Chinese fintech firm Ant Group has been fined almost $1 billion for "illegal acts", the country's securities regulator said on Friday.
"In view of the illegal and irregular acts by Ant Group and its affiliates in previous years... Ant Group and its affiliates have been fined 7.123 billion yuan (US$984 million)", the China Securities Regulatory Commission said in a statement on Friday.
The fine related to "corporate governance, financial consumer protection, participation in business activities of banking and insurance institutions, payment and settlement business, fulfilment of anti-money laundering obligations, and development of fund sales business", the statement said.
Ant operates Alipay, the world's largest digital payments platform, which boasts hundreds of millions of monthly users in China and beyond.
But the company in recent years expanded into offering loans, credit, investments and insurance to hundreds of millions of consumers and small businesses.
The government has sought to rein in runaway personal debt and chaotic lending in the private sector, and upstart Ant's growing profile has been widely viewed as a challenge to vested interests in the country's state-dominated financial sphere.
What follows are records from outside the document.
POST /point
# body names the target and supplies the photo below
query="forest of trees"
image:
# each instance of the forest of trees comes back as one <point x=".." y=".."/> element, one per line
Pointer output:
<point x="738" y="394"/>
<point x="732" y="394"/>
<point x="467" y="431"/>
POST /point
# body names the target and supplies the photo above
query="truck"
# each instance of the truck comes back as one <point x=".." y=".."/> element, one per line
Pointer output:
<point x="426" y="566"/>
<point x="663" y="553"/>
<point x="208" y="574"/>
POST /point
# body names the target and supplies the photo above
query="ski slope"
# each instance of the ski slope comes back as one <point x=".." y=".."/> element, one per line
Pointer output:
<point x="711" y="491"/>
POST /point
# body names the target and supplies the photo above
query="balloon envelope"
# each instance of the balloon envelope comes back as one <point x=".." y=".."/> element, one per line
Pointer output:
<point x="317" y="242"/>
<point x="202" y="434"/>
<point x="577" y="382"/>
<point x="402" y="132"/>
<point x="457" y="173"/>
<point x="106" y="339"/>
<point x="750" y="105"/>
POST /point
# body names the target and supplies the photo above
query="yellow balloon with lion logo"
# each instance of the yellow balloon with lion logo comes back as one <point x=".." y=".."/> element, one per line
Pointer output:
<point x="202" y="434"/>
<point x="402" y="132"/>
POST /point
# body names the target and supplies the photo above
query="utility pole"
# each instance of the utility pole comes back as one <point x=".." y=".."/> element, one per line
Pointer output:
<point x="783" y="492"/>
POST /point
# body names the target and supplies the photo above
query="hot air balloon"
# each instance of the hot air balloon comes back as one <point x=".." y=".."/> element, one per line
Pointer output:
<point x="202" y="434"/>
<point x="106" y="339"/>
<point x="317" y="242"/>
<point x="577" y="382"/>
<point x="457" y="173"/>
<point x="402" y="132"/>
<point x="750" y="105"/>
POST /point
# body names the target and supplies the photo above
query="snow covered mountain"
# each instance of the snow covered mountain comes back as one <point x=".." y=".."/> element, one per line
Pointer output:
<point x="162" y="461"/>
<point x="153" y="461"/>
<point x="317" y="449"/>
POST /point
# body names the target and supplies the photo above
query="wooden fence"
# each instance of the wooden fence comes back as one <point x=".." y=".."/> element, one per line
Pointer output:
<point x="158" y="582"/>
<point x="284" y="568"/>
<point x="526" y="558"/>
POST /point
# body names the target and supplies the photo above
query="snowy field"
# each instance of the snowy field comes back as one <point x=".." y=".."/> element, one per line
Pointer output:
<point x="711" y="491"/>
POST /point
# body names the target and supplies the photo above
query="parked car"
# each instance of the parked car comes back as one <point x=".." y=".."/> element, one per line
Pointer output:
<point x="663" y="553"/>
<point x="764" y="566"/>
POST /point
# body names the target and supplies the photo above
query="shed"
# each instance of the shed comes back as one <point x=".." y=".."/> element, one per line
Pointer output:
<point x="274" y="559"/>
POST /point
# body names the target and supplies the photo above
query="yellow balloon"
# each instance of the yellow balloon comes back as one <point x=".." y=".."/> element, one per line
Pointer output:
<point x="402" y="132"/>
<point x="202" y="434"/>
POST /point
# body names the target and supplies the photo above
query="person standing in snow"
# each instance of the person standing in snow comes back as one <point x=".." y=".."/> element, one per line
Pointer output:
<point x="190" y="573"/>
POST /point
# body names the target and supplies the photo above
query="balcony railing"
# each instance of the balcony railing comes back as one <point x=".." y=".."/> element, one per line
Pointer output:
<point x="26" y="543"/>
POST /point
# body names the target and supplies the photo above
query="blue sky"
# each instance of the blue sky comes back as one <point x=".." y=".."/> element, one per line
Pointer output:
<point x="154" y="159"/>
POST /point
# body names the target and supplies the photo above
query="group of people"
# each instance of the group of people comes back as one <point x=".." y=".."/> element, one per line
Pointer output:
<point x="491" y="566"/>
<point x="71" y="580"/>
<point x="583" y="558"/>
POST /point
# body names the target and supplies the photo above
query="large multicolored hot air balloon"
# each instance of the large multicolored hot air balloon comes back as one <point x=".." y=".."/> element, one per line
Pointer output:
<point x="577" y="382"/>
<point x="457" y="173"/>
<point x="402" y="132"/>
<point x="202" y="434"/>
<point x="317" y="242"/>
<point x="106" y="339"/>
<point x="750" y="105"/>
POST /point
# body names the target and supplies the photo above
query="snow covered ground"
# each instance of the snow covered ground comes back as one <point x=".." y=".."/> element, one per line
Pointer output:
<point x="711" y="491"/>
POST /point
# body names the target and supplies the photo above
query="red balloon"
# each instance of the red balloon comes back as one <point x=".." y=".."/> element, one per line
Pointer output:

The Alibaba affiliate was set to launch a record-shattering $35 billion Hong Kong-Shanghai IPO in 2020 when the double listing was abruptly called off by regulators, citing non-compliance with new capital requirements.
It was one of the most prominent targets of a sweeping crackdown on the country's booming tech sector.
On Friday, Alibaba shares were up 3.44 percent in Hong Kong after reports that Ant would be fined, with analysts saying investors saw the punishment as evidence the tech crackdown was drawing to a close.